SOLVE: Synergy of Language-Vision and End-to-End Networks for Autonomous Driving

Xuesong Chen; Linjiang Huang; Tao Ma; Rongyao Fang; Shaoshuai Shi; hongsheng Li

2025 CVPR CVPR 2025

SOLVE: Synergy of Language-Vision and End-to-End Networks for Autonomous Driving

Abstract

The integration of Vision-Language Models (VLMs) into autonomous driving systems has shown promise in addressing key challenges such as learning complexity, interpretability, and common-sense reasoning. However, existing approaches often struggle with efficient integration and real-time decision-making due to computational demands. In this paper, we introduce SOLVE, an innovative framework that synergizes VLMs with end-to-end (E2E) models to enhance autonomous vehicle planning. Our approach emphasizes knowledge sharing at the feature level through a shared visual encoder, enabling comprehensive interaction between VLM and E2E components.

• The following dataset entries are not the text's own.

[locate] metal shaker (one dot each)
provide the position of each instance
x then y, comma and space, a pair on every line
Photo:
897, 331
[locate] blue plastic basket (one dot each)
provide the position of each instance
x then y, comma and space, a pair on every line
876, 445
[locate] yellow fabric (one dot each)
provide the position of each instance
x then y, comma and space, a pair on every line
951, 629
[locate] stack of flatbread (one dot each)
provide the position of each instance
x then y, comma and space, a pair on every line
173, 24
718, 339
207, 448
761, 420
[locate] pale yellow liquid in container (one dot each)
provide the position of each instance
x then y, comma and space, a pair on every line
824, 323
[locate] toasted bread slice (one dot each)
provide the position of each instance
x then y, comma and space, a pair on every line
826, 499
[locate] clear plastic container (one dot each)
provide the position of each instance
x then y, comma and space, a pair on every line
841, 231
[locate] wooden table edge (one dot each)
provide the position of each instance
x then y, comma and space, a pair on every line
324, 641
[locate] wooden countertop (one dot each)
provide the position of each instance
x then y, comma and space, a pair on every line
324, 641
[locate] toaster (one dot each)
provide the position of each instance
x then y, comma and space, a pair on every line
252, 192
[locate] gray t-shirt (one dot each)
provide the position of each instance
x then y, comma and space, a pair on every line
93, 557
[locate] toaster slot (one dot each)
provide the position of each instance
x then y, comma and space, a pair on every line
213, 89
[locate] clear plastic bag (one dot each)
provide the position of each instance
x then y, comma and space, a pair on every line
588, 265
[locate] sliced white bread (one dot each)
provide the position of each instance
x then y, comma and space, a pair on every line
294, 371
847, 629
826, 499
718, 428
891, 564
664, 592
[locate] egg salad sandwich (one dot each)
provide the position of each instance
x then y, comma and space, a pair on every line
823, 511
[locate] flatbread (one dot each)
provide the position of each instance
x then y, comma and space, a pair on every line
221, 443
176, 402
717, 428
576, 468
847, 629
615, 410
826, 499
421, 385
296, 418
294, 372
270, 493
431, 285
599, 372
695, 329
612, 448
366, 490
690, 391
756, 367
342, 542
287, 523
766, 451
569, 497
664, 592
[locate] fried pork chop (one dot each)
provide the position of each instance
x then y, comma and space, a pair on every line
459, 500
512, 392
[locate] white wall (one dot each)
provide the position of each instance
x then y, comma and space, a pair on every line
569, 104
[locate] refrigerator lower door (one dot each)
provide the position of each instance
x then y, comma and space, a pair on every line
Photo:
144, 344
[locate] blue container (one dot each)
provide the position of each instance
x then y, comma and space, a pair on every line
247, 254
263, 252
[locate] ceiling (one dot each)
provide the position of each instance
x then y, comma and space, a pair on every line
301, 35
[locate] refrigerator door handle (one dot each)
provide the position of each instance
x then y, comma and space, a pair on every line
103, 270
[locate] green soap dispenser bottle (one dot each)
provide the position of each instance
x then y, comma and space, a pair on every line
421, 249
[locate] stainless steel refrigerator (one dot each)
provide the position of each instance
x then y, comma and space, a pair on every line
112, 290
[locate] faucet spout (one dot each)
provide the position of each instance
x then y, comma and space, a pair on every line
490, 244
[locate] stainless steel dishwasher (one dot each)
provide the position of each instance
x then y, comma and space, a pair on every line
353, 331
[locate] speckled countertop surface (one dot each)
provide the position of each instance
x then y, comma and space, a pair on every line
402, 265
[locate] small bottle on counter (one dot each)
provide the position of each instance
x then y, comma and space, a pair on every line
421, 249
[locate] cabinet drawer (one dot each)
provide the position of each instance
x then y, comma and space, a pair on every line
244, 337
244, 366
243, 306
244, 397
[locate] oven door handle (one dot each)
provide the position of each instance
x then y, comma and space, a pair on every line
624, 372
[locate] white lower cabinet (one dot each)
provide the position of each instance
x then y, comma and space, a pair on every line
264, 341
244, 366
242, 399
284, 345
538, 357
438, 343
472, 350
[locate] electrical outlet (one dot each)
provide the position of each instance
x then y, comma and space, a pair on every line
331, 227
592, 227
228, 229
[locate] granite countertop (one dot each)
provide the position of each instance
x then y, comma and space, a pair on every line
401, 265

We propose a Trajectory Chain-of-Thought (T-CoT) paradigm, which progressively refines trajectory predictions, reducing uncertainty and improving accuracy. By employing a temporal decoupling strategy, SOLVE achieves efficient asynchronous cooperation, aligning high-quality VLM outputs with E2E real-time performance. Evaluated on the nuScenes dataset, our method demonstrates significant improvements in trajectory prediction accuracy, paving the way for more robust and reliable autonomous driving systems.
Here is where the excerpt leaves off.